On Sun, 20 Jan 2008 21:14:23 +0100
Arnulf Heller <aheller at gmx.at> wrote:

> hi,
> 
> I know this topic was discussed a couple of times here ...
> 
> But as far as I know there is no solution available right now 
> (possibly apart from Loring Cramers yggdrasil).
> 
> I think target language independent action code would be of great
> help because:
> 
> 1. ANTLR provides a steadily growing foundation of grammars for 
> various languages (which is very cool). Unfortunately its almost 
> certain that the grammar targets a different language ...
> 2. Action code clutters the readability of the grammar - especially 
> if its in a target language that you don't know.

Hello Arnulf,

The normal approach to avoid cluttering the grammar is to just
have one line of action code that calls a method in in target
language.

> Because ANTLR changes a lot over time, action code should be embedded 
> into ANTLR directly with "on board" tools.
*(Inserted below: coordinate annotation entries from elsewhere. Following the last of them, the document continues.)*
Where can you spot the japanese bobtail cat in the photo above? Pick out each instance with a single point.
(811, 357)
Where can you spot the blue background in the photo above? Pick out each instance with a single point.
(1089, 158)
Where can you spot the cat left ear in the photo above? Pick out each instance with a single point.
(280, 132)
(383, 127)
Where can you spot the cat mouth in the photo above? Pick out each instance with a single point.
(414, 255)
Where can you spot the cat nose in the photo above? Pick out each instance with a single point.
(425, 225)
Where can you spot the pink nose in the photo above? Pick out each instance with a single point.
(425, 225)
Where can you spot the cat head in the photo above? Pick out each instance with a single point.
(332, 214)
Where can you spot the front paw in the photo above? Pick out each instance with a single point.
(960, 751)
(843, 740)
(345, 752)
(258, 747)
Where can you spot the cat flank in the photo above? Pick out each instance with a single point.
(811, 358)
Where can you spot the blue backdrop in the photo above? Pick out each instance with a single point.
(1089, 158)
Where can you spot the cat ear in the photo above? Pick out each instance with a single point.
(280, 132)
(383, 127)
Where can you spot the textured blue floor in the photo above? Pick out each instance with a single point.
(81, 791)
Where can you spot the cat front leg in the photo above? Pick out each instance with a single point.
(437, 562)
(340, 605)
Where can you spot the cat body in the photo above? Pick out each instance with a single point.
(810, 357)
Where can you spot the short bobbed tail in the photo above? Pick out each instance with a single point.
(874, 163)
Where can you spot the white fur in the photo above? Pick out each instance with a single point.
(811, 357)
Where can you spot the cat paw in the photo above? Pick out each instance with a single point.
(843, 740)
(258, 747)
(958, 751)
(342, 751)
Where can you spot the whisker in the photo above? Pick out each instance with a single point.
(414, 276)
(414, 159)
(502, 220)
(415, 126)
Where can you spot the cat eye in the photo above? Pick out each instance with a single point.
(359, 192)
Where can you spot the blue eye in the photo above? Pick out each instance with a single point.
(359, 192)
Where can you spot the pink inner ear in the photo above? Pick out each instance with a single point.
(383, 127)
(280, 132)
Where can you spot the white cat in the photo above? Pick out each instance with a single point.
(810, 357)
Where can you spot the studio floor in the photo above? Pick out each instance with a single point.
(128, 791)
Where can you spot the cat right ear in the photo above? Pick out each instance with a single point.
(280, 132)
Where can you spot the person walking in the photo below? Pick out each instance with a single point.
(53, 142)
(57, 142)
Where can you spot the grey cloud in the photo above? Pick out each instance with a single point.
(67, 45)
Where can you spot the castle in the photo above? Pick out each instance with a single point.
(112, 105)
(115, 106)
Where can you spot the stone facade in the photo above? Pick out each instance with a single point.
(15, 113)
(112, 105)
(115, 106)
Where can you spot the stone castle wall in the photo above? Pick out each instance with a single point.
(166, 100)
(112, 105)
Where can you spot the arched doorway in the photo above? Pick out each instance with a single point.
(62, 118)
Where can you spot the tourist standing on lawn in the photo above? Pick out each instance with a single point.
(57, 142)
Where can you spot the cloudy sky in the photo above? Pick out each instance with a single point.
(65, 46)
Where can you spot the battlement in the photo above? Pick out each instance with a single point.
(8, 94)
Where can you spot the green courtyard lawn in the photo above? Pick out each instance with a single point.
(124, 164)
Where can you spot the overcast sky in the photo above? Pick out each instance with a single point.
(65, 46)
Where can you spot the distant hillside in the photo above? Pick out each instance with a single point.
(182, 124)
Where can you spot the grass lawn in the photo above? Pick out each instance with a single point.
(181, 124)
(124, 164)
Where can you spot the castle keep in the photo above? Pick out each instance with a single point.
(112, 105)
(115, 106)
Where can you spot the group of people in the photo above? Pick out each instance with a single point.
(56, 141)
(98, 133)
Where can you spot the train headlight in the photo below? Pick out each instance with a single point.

For a parser for a large language the ANTLR generated parser file
is already too large (2.5MB in my case) for the Netbeans debugger
to open when it only has at most one line in each action.  To
then go and embed the action code would stop me from being able to
debug it at all.  Even if the debugger could handle it, there is
no way I want to go searching through megabytes of generated
parser code looking for the place to set my breakpoint.
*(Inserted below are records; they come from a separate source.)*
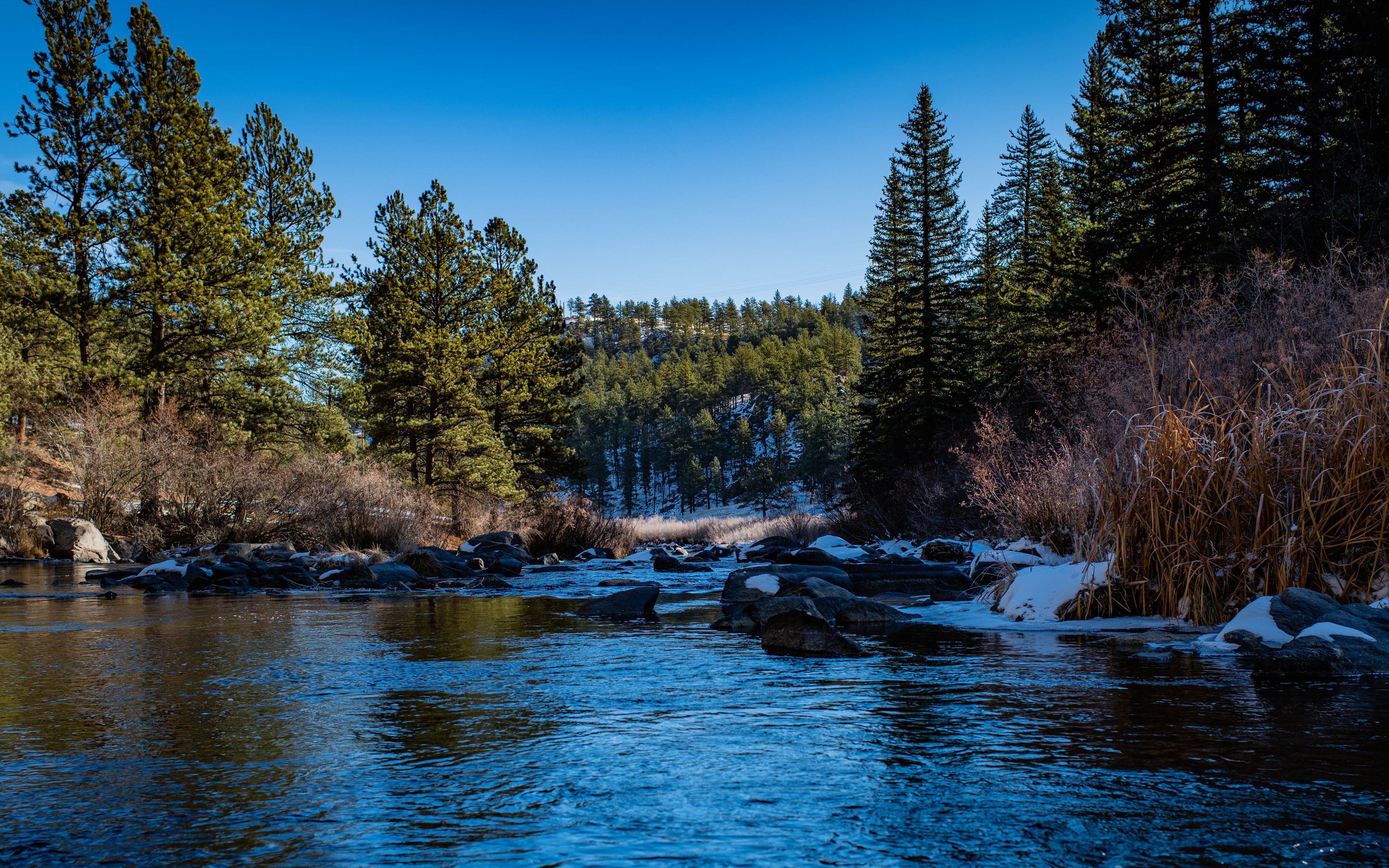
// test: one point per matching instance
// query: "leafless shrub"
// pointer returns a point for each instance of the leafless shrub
(1041, 490)
(570, 526)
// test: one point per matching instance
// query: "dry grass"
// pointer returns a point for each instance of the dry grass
(570, 526)
(1041, 490)
(1217, 502)
(802, 527)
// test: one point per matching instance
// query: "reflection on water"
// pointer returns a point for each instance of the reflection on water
(446, 731)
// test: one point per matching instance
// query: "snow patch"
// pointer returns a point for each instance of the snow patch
(1037, 592)
(1330, 631)
(170, 566)
(1257, 620)
(764, 582)
(838, 546)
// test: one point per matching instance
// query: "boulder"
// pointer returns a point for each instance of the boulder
(634, 605)
(505, 538)
(869, 612)
(945, 552)
(814, 587)
(810, 557)
(665, 563)
(81, 541)
(750, 584)
(395, 571)
(803, 634)
(1327, 638)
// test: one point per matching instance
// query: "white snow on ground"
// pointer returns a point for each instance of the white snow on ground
(1330, 631)
(977, 617)
(1002, 556)
(764, 582)
(838, 546)
(1256, 620)
(170, 566)
(1037, 592)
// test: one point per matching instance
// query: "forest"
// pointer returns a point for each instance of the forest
(168, 316)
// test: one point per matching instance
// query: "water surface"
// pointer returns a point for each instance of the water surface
(502, 730)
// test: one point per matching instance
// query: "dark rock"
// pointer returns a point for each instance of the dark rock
(595, 555)
(810, 557)
(665, 563)
(814, 587)
(738, 591)
(356, 577)
(799, 632)
(870, 612)
(638, 603)
(945, 552)
(394, 571)
(1298, 609)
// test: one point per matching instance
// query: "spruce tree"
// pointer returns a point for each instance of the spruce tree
(531, 374)
(192, 286)
(76, 177)
(417, 345)
(918, 307)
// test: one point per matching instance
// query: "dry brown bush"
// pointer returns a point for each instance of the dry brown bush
(570, 526)
(1042, 490)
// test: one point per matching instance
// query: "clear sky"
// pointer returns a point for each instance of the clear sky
(645, 151)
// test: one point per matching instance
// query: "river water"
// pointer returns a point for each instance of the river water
(448, 730)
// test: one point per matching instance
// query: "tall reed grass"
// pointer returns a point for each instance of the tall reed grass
(1213, 503)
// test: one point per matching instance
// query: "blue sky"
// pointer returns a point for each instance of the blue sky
(645, 151)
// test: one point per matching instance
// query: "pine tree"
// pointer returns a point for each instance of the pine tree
(192, 286)
(918, 307)
(77, 175)
(1094, 177)
(417, 346)
(533, 365)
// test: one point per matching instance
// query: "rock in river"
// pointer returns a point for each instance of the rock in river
(799, 632)
(634, 605)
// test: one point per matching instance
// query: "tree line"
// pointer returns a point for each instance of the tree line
(161, 253)
(1202, 132)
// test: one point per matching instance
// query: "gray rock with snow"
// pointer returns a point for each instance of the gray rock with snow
(81, 541)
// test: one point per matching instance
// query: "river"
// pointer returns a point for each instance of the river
(449, 730)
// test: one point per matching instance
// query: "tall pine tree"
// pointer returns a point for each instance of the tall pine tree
(920, 313)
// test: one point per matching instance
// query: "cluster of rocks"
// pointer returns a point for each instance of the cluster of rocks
(1316, 637)
(800, 609)
(233, 569)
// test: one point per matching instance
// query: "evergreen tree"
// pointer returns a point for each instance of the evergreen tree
(417, 346)
(76, 177)
(918, 307)
(531, 373)
(192, 286)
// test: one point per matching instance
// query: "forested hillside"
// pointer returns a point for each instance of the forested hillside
(692, 404)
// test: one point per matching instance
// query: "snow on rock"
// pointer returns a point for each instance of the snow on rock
(1037, 592)
(1330, 631)
(1257, 620)
(838, 546)
(764, 582)
(170, 566)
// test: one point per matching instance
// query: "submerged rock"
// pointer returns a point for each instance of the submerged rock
(634, 605)
(799, 632)
(870, 612)
(1305, 634)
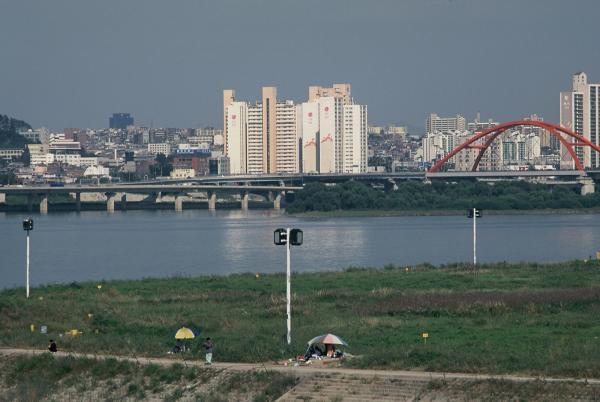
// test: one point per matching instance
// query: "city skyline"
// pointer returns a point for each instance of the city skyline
(75, 64)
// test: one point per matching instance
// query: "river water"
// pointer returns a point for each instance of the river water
(68, 247)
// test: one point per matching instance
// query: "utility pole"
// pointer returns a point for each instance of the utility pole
(474, 214)
(474, 237)
(288, 238)
(27, 226)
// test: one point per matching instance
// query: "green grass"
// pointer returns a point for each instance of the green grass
(500, 318)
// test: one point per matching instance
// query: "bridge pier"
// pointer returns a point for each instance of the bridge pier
(78, 202)
(244, 199)
(587, 185)
(124, 202)
(110, 202)
(178, 203)
(390, 185)
(44, 204)
(277, 200)
(212, 200)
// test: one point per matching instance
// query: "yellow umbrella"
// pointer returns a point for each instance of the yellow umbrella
(184, 333)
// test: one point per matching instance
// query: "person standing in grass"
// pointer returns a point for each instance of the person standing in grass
(208, 345)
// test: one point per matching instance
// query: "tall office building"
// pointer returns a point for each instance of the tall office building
(120, 120)
(435, 123)
(327, 134)
(236, 127)
(334, 133)
(340, 91)
(579, 113)
(228, 99)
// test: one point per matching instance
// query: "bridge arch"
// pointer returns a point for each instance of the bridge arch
(567, 138)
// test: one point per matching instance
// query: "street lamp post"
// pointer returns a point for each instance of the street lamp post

> So why not use these wonderful string templates?
> 
> Instead of writing
> 
> { myDict.add($ID.text()); }
> 
> one could write for instance
> 
> [ DictAdd(ID) ]
> 
> which ANTLR could translate on the fly to target language code at 
> that position.

In practice the action code for a compiler for a large
language is thousands of lines of code just for entering the
information into a symbol table, which for an object orientated
language is a DAG (Directed Acyclic Graph), for looking up
information in the symbol table, etc.  It would be inconvenient
to develop and debug this using string templates.
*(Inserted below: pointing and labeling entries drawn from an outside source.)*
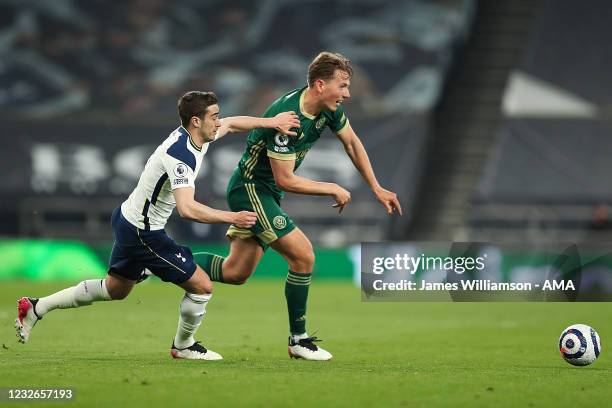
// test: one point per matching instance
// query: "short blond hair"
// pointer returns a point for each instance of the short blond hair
(325, 65)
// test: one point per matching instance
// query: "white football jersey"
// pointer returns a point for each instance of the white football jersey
(174, 164)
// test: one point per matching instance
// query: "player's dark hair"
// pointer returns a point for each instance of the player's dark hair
(325, 65)
(195, 103)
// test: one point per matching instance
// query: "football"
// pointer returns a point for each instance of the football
(579, 345)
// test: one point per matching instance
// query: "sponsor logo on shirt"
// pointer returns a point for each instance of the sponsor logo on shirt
(180, 170)
(281, 140)
(177, 182)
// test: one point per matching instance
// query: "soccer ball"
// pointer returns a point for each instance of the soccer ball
(579, 344)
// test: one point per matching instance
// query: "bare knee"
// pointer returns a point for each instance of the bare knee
(236, 275)
(302, 262)
(201, 287)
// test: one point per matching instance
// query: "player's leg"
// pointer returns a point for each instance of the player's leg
(245, 254)
(30, 310)
(192, 309)
(174, 263)
(297, 250)
(245, 247)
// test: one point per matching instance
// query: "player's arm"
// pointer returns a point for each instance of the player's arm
(286, 180)
(358, 155)
(190, 209)
(283, 123)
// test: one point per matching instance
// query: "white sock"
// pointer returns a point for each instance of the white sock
(192, 311)
(82, 294)
(297, 337)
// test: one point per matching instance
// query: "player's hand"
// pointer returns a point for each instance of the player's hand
(342, 198)
(244, 219)
(285, 121)
(389, 200)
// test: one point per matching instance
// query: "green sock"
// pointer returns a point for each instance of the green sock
(212, 265)
(296, 292)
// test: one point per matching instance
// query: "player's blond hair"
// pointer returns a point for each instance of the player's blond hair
(325, 64)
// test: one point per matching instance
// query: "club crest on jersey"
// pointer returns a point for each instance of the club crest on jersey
(320, 123)
(180, 170)
(279, 222)
(281, 140)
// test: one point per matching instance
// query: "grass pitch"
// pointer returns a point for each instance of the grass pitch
(385, 354)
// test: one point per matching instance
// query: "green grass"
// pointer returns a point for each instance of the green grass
(385, 354)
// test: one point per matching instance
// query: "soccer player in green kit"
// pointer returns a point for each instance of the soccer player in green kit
(266, 171)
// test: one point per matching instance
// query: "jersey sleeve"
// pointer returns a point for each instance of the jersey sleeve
(280, 147)
(179, 173)
(339, 121)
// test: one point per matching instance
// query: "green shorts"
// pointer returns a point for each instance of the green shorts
(272, 222)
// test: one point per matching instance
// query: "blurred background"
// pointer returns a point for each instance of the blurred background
(490, 119)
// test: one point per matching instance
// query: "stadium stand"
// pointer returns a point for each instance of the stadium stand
(546, 175)
(88, 88)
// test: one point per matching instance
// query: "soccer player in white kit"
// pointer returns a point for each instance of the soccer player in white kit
(167, 181)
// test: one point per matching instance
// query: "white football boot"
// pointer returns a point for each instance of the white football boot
(26, 318)
(195, 352)
(307, 349)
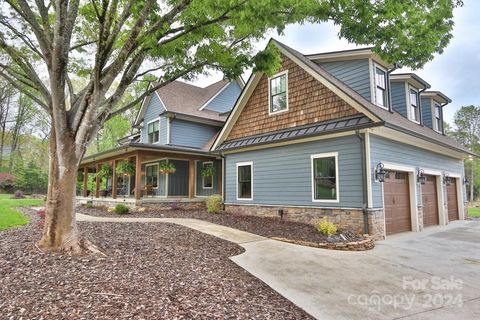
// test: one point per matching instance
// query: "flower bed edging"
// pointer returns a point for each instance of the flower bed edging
(363, 245)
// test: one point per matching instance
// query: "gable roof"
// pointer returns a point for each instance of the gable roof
(376, 114)
(179, 97)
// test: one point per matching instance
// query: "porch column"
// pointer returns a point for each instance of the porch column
(85, 182)
(138, 176)
(191, 178)
(114, 179)
(97, 181)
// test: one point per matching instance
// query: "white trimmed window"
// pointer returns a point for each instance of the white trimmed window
(153, 130)
(381, 94)
(438, 117)
(278, 93)
(245, 181)
(151, 175)
(207, 181)
(414, 112)
(325, 177)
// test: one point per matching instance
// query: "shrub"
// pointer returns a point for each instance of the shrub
(121, 209)
(326, 227)
(214, 203)
(18, 195)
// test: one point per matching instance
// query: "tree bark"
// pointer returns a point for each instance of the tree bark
(60, 231)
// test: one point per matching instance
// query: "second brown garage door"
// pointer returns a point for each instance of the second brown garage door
(429, 202)
(397, 202)
(452, 200)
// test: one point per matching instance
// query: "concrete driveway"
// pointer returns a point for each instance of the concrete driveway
(434, 274)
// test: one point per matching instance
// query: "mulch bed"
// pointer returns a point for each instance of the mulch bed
(264, 226)
(152, 271)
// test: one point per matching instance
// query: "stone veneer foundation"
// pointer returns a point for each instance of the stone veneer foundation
(347, 219)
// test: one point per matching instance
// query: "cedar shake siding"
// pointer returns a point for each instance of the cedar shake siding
(308, 102)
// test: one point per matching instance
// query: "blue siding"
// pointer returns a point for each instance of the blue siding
(283, 176)
(226, 99)
(427, 112)
(199, 187)
(354, 73)
(191, 134)
(155, 107)
(384, 150)
(399, 98)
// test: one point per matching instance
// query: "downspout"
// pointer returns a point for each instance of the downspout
(396, 65)
(364, 182)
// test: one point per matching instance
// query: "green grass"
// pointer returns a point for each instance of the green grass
(9, 217)
(474, 212)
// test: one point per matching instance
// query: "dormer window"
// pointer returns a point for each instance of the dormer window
(438, 117)
(414, 112)
(278, 93)
(381, 96)
(153, 130)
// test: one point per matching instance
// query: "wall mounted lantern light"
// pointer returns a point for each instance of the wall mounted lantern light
(380, 172)
(421, 178)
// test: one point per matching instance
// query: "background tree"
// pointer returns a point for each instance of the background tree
(112, 44)
(467, 131)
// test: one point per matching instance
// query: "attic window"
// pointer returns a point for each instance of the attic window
(153, 131)
(380, 87)
(278, 95)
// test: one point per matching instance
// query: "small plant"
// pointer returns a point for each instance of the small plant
(18, 195)
(167, 167)
(326, 227)
(214, 203)
(121, 209)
> Then the writer of the grammar needs to provide a string template 
> group (with a template "DictAdd") which performs the translation to 
> "his" target language.
> This way targetting a different language amounts to rewriting the 
> string template group.
> This does not alter the original grammar and will hopefully be
> posted :-)
> 
> The target language folks even could provide a minimal toolset for 
> dictionaries and the like.

A dictionary is insufficient for a symbol table for an object
orientated language.  It would be impractical for the target language
developers to anticipate the symbol table language requirements for
evey conceivable language.

> If there is a good collection of tools, 
> the action code gets structured, documented and well known by the
> time.
> 
> What do you think?

In my dreams I wish there was some magic way to automatically translate
the Java ANTLR runtime and all my Java action code into C++ sometime
in the future when the C++ runtime is available.

Back in real world, what I am doing at the moment is I develop all
of my Java action code modelled in the freeware UML CASE tool called
BOUML:

http://bouml.free.fr/

Then I hope that some time in the future that some other kind hearted
masochists (not me, sorry, I am already one level of indirection away
from real work) will develop a C++ ANTLR runtime including tree wizard,
and C++ string template.

Thanks, Mark

--